All three plays have something in common beyond quality entertainment: they’re either two-handers or shows with larger casts totally dominated by two lead roles. It’s been a good summer for dynamic duos at the Fringe.
That includes real-life mother-daughter duo Victoria & Carson Goring from British Columbia, creators of The Cardboard Countess. Victoria plays the titular Countess, a refuse-clad homeless woman who lives in a “palace” fashioned from repurposed garbage, hoarding surprising treasures in a stash of cardboard boxes.

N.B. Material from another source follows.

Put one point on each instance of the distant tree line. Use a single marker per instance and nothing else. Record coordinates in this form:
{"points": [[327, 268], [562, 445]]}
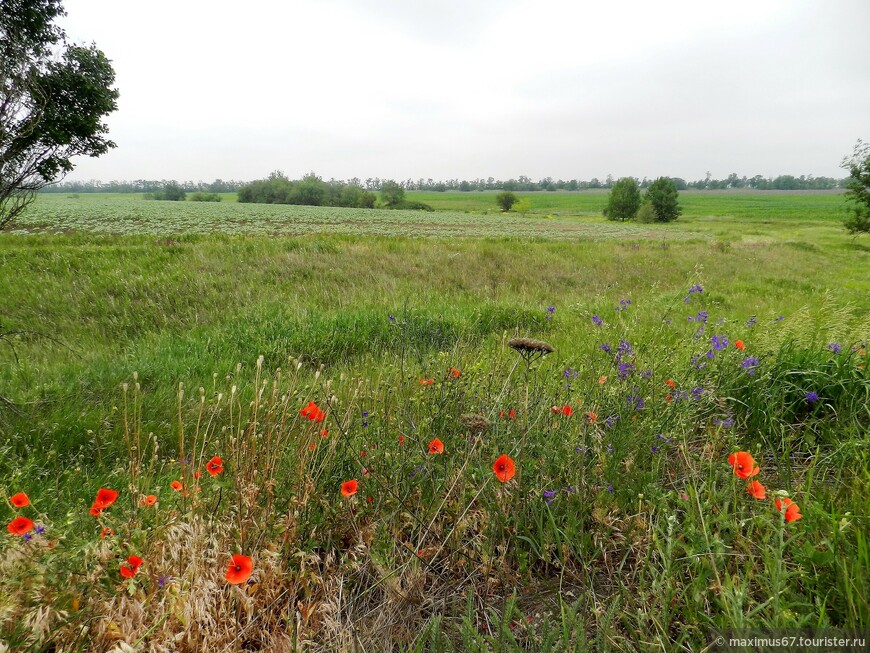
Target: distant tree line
{"points": [[144, 186], [311, 190], [520, 184]]}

The high-minded, anachronistically fancy-talking Countess sees her “kingdom” as a revolution against the world’s soulless materialism, consumption and corruption; sullen teen Ever (Carson) is contemptuously skeptical at first, but the mismatched pair ultimately bond as Ever starts coming around to the Countess’s way of thinking.

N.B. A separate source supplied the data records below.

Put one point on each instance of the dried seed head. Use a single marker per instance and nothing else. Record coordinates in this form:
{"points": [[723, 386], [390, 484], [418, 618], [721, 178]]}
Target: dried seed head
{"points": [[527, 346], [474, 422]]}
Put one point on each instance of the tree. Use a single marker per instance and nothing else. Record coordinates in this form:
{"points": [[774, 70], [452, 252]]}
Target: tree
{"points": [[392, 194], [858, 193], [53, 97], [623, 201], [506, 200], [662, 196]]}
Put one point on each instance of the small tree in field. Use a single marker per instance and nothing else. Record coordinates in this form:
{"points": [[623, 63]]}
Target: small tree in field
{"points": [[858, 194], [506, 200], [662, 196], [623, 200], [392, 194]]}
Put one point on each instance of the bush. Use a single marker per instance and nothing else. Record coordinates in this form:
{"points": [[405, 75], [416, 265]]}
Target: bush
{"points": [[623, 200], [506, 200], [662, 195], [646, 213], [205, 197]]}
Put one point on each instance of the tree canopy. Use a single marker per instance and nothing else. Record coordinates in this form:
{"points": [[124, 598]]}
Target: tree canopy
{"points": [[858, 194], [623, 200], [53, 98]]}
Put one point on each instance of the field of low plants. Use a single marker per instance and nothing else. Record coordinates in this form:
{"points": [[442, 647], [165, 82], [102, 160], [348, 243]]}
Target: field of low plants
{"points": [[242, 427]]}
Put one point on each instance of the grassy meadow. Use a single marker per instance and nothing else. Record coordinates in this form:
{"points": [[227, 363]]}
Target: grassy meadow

Smart, funny, poignantly sad yet ultimately hopeful, and well-played by both Gorings, The Cardboard Countess is linguistically playful and whimsically inventive. I particularly like the recurring bits where the Countess’s madness enables her to perceive and address the audience, a fun metadramatic gimmick that ultimately has a meaningful payoff.

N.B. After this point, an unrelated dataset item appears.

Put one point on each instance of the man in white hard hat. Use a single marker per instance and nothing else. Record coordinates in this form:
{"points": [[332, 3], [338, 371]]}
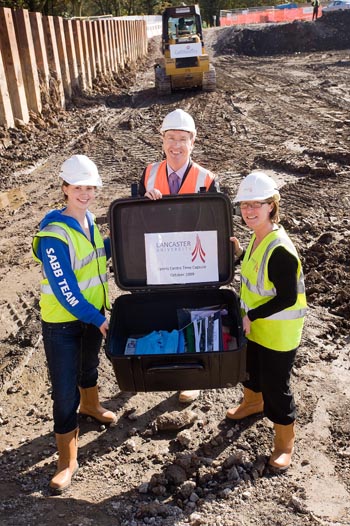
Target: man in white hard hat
{"points": [[177, 174], [74, 295]]}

Half a Star is more straightforward, but no less full of smarts and heart. Longtime friends and theatrical collaborators during their years together in PEI, Justin Shaw (now based in Alberta) and Benton Hartley are reunited here, playing a theatrical duo whose longtime friendship and creative partnership ended after a scathing Toronto Star review panned their dismal Pyramus and Thisbe play. Given a shot at redemption when they get a chance to redo their show, the ex-partners try to revive their career and rebuild their friendship.
Co-written by Hartley and Shaw, Half a Star features some of the cleverest, funniest dialogue of this year’s Fringe, delivered with rat-a-tat precision by a super-simpatico acting combo. Their lines are packed with eclectic, oft-amusing references ranging from Shakespeare to pro wrestling to local colour (paging Whisperwood Villa), all rooted in two distinctly drawn characters locked in a conflict with real emotional stakes and more than a few touching moments. It’s so good, not even its deeply problematic venue (the noisy, distracting Charlottetown Legion space) can seriously sabotage it.
Last but far from least, Wild Card features its writer/director Brynn Cutcliffe as Chris, an impish free thinker who embarks on a unique experiment: declaring herself and her platonic friend Will (Josh Graetz) to be in love, and trying to make it really happen by sheer mental force of will. Their ensuing awkward, occasionally sweet pseudo-courtship takes some weird turns, such as discussion of quantum physics theories about the “multiverse” or potentially infinite parallel worlds, which perhaps explains why the show spins into a series of sometimes-conflicting versions of Chris-Will interactions as if watching this play out in assorted alternate realities.
It’s a thoughtful, funny, original romance featuring a pair of thoroughly charming leads – and if it doesn’t always make logical, linear sense, well, as Cutcliffe’s script contends, no subject is worth studying if you can fully understand it.